Friday, November 9, 2018

Nate Hood on EXIT (2018) DOC NYC 2018

[This piece was written on October 30, 2018]

Three days ago, an antisemite entered the Tree of Life Synagogue in Pittsburgh, Pennsylvania and murdered eleven people, screaming “All Jews must died” as he slaughtered the cowering congregation. The killing has been named the deadliest attack against the Jewish community in American history, and tragically it doesn’t seem to be an aberration. Due to inflammatory presidential rhetoric and the proliferation of social media, hate groups have exploded in both strength and popularity. Perhaps at no point since the Civil Rights Movements has racial extremism been so prevalent in our society. All of which begs the question: what drives human beings into hate groups?
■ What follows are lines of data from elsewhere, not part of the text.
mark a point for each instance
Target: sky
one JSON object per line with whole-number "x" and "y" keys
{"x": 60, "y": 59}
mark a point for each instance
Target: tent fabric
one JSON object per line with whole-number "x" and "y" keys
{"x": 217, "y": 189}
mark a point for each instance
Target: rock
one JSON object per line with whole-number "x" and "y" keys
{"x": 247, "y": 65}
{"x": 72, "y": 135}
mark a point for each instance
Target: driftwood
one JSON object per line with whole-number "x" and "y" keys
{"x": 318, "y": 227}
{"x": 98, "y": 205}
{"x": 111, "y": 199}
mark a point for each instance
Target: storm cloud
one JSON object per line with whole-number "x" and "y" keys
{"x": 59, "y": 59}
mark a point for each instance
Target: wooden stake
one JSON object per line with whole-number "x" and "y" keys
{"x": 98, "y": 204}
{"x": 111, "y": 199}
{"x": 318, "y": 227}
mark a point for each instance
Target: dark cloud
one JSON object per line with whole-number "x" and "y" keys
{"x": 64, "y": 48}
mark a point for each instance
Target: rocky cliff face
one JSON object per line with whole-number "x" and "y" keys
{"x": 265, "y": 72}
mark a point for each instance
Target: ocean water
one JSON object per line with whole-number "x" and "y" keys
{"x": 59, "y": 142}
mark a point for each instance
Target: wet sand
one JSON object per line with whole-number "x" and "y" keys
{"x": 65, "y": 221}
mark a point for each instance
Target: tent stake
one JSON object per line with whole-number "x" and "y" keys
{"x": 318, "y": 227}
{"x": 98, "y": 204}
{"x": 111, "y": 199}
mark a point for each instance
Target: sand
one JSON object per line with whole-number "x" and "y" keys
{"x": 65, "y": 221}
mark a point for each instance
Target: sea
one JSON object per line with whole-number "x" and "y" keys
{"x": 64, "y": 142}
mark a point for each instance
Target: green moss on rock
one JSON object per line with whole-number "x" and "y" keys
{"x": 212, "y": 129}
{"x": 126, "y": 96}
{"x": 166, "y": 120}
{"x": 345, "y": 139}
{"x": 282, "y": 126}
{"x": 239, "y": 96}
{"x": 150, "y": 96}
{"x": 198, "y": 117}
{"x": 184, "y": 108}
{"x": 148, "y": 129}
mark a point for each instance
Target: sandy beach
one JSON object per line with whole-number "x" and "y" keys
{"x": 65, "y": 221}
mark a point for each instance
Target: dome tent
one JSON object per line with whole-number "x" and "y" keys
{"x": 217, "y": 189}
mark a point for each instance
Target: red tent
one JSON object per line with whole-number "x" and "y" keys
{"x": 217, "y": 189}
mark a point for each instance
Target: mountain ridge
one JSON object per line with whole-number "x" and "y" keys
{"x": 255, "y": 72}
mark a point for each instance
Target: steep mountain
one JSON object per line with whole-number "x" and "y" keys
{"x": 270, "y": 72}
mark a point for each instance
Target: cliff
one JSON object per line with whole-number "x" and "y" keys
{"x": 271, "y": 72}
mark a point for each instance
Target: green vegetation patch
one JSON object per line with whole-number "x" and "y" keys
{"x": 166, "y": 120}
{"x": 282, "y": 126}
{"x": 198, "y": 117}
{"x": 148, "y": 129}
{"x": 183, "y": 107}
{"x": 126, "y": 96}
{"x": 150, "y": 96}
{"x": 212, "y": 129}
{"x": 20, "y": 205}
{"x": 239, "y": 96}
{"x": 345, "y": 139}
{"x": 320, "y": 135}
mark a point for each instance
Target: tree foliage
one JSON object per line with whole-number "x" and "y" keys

Karen Winther explores possible answers in her new documentary Exit. But more importantly, it asks a second question: what can be done when someone tries to leave? Winther has experience on both sides of the equation. As a disillusioned teenager, she joined a Norwegian hate group. She recalls how at first it felt “like a drug”—the movies, the music, and the camaraderie joined together to make her feel like she had a purpose and family. But after two years she realized this “life” was killing her, both physically and psychologically. Under threat of lethal retaliation, she fled and started a new life.

It’s this escape that dominates the first part of Exit, after which she interviews several other prominent ex-hate group members, including Ingo Hasselbach, one of the founders and key figures of West Germany’s neo-Nazi movement. Though interesting, these segments smack too much of the traditional talking heads documentary. But there’s an incredible sequence near the end where Winther meets with two American women who’ve fled the same kind of extremists that indoctrinated the Pittsburgh killer. As the three discuss their explicit experiences as women in hate groups, they come to an astonishing discovery: they’d all been sexually assaulted before joining their respective communities. In that moment we see three women who’d already been through the hell of escaping hate plunge deep into a shared trauma they thought they’d abandoned long ago. We see them start to heal. These are the moments documentaries are meant for. But it doesn’t last—it soon veers right back into talking heads territory. If the film had just focused on these women helping each other recover, it’d be a masterpiece.

But as is, the otherwise underwhelming Exit is still a vital tool for our tumultuous times.